Partijen worden hierna [appellant] en Bewaarder Achmea genoemd.
[appellant] is bij dagvaarding van 27 maart 2019 in hoger beroep gekomen van het vonnis van de kantonrechter in de rechtbank Amsterdam (hierna: de kantonrechter) van 31 december 2018, dat onder bovenvermeld zaaknummer is gewezen tussen Bewaarder Achmea als eiseres en [appellant] als gedaagde.
Bij memorie van grieven heeft [appellant] tegen voornoemd vonnis vier grieven aangevoerd, producties overgelegd en geconcludeerd als aan het slot van die memorie vermeld. [appellant] heeft daarbij tevens een incidentele vordering ingesteld, strekkende tot het treffen van een voorlopige voorziening ex artikel 223 Rv.

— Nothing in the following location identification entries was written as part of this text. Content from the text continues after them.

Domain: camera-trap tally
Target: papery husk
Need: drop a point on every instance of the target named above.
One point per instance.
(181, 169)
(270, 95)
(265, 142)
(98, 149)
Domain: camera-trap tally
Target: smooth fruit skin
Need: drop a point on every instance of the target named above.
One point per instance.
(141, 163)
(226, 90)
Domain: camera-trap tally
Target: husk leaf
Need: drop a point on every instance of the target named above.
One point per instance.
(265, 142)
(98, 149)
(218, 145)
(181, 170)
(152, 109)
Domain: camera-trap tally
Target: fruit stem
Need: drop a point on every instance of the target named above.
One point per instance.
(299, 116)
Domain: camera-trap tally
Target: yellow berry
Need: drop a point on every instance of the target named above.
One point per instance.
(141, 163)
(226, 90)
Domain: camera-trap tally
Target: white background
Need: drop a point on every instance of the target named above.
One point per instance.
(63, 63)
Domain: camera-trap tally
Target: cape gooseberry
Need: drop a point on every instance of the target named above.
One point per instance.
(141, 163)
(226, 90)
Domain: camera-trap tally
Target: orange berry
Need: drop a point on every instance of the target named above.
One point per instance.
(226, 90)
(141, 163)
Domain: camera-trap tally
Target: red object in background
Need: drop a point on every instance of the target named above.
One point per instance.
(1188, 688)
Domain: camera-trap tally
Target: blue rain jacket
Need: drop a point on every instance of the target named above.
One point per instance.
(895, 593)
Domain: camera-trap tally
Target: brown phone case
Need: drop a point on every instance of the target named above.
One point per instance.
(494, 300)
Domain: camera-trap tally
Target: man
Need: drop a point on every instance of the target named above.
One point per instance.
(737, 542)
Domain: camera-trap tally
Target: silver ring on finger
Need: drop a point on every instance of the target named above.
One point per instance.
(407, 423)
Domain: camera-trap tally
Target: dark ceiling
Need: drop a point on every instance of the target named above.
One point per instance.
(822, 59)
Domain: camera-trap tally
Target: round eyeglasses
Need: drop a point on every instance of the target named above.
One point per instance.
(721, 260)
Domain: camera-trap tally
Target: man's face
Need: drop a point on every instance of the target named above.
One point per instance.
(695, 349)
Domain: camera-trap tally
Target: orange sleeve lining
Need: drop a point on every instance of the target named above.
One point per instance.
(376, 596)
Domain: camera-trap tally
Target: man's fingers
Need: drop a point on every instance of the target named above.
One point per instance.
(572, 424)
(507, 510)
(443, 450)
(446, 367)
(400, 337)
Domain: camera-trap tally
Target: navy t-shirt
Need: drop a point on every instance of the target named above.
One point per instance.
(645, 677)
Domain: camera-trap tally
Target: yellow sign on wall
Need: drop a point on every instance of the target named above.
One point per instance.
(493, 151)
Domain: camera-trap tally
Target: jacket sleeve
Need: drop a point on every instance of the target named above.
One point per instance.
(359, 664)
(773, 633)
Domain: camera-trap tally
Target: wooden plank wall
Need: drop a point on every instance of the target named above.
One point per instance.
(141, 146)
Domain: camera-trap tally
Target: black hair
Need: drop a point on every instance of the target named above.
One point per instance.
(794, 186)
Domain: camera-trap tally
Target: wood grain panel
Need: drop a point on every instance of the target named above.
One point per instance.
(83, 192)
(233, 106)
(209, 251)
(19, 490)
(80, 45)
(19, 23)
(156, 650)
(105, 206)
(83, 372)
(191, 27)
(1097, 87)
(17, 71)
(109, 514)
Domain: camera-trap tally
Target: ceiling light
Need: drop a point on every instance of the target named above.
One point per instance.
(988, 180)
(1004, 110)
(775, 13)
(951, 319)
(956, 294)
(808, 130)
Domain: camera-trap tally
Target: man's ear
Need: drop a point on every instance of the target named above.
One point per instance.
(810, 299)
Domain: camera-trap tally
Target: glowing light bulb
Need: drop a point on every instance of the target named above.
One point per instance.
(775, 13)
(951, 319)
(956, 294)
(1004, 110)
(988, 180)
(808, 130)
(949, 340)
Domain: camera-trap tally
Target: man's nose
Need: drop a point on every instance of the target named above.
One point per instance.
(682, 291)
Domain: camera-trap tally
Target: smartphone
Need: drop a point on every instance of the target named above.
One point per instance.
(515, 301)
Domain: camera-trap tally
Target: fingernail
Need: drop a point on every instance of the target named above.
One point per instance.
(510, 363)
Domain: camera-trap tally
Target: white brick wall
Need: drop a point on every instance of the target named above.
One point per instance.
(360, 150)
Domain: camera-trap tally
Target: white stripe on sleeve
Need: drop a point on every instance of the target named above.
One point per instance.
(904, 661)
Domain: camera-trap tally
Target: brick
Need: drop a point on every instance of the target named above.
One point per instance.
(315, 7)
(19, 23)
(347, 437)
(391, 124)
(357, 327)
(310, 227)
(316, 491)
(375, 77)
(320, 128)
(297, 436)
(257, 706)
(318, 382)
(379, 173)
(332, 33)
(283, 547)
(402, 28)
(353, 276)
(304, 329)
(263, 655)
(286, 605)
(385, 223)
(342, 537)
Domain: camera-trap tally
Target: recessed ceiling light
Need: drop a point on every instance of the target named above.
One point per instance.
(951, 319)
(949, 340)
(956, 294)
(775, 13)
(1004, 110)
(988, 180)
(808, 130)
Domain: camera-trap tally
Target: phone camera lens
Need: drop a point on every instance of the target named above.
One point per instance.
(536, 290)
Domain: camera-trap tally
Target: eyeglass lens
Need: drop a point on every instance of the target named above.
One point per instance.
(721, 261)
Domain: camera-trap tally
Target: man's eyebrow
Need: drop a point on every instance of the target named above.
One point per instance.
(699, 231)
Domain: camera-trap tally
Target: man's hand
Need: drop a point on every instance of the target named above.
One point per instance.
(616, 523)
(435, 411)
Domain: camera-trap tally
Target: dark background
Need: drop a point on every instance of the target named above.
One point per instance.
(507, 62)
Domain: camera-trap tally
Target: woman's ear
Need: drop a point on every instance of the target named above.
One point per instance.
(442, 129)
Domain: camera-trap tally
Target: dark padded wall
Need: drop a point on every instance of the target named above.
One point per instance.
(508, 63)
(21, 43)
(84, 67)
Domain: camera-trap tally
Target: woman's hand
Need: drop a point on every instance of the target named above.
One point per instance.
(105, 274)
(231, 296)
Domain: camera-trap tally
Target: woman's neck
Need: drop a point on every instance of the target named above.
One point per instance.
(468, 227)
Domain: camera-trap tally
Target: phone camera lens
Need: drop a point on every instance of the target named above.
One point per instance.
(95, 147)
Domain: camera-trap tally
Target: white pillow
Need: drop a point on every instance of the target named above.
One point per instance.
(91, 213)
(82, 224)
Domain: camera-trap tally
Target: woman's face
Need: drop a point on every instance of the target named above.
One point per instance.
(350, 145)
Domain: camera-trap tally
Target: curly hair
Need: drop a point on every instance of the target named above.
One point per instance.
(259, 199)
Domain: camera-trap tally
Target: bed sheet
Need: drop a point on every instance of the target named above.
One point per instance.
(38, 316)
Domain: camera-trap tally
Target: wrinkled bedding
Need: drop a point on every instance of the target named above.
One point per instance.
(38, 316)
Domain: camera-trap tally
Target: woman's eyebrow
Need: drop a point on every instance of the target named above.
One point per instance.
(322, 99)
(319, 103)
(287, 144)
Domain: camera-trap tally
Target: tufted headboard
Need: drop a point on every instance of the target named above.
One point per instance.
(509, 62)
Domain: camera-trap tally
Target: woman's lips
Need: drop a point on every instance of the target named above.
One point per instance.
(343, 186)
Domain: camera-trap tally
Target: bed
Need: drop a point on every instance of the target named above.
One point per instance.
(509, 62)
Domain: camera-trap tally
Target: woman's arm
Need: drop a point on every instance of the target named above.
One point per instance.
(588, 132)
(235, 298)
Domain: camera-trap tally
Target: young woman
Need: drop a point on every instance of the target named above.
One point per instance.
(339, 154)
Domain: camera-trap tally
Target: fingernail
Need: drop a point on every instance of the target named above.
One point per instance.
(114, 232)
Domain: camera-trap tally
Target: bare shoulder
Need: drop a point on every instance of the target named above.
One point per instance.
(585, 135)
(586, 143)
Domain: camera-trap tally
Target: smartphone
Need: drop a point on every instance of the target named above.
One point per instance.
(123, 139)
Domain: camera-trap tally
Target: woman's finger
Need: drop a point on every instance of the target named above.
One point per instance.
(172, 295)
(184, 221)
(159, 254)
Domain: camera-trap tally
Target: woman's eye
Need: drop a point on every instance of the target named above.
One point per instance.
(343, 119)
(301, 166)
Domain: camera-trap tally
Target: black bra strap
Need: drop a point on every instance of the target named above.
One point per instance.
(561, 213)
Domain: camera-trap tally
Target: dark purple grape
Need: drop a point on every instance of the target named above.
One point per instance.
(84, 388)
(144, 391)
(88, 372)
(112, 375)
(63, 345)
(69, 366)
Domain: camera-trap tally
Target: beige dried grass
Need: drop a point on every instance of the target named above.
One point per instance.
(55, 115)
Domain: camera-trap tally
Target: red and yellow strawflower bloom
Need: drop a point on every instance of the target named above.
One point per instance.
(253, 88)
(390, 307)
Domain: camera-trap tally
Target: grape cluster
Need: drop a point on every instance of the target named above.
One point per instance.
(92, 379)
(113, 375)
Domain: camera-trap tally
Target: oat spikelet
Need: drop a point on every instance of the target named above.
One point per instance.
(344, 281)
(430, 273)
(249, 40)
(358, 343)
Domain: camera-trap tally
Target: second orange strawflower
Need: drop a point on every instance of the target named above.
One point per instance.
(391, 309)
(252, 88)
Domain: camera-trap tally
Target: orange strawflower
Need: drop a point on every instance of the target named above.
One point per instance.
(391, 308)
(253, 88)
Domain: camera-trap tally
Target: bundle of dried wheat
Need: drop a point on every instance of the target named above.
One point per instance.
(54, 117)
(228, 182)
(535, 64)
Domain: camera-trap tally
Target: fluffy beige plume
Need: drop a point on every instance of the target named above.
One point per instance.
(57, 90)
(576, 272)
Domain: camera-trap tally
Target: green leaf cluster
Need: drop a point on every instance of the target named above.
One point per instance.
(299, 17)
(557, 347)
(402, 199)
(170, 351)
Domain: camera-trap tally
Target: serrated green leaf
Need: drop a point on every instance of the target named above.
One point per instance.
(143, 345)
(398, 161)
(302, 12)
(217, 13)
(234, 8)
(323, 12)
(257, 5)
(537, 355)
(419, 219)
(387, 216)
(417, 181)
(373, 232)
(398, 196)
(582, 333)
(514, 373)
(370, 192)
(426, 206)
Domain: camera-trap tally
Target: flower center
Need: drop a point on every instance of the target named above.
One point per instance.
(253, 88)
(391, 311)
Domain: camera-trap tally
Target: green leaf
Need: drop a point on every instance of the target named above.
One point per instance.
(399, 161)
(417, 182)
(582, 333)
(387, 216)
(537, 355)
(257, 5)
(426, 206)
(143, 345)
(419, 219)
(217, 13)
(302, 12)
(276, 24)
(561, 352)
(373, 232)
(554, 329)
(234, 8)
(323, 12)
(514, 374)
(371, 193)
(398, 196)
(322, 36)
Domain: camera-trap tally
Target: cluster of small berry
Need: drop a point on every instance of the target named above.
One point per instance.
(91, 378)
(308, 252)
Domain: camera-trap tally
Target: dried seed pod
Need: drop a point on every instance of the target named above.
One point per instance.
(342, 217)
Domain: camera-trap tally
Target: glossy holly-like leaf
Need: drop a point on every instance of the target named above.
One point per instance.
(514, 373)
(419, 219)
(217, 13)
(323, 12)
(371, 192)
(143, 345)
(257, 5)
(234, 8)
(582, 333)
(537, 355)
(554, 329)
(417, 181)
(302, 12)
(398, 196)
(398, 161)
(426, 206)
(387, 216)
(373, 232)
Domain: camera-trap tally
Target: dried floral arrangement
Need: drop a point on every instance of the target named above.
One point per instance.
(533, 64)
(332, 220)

Vervolgens heeft Bewaarder Achmea een antwoordconclusie in het incident, met producties, genomen.
Vervolgens is arrest gevraagd in het incident.
[appellant] heeft incidenteel (provisioneel) primair gevorderd te bepalen dat het executoriaal derdenbeslag dat Bewaarder Achmea op 7 maart 2019 onder de werkgever van [appellant] , Kwik-Fit Nederland B.V. (hierna: Kwik-Fit) heeft gelegd, wordt opgeheven, en subsidiair dat dit beslag wordt geschorst althans dat Bewaarder Achmea wordt bevolen de executie van het bestreden vonnis te staken en gestaakt te houden totdat het hof eindarrest in de hoofdzaak heeft gewezen, een en ander op straffe van de verbeurte van een dwangsom. Voorts heeft [appellant] gevorderd dat Bewaarder Achmea wordt veroordeeld – uitvoerbaar bij voorraad – tot betaling van de kosten van het incident.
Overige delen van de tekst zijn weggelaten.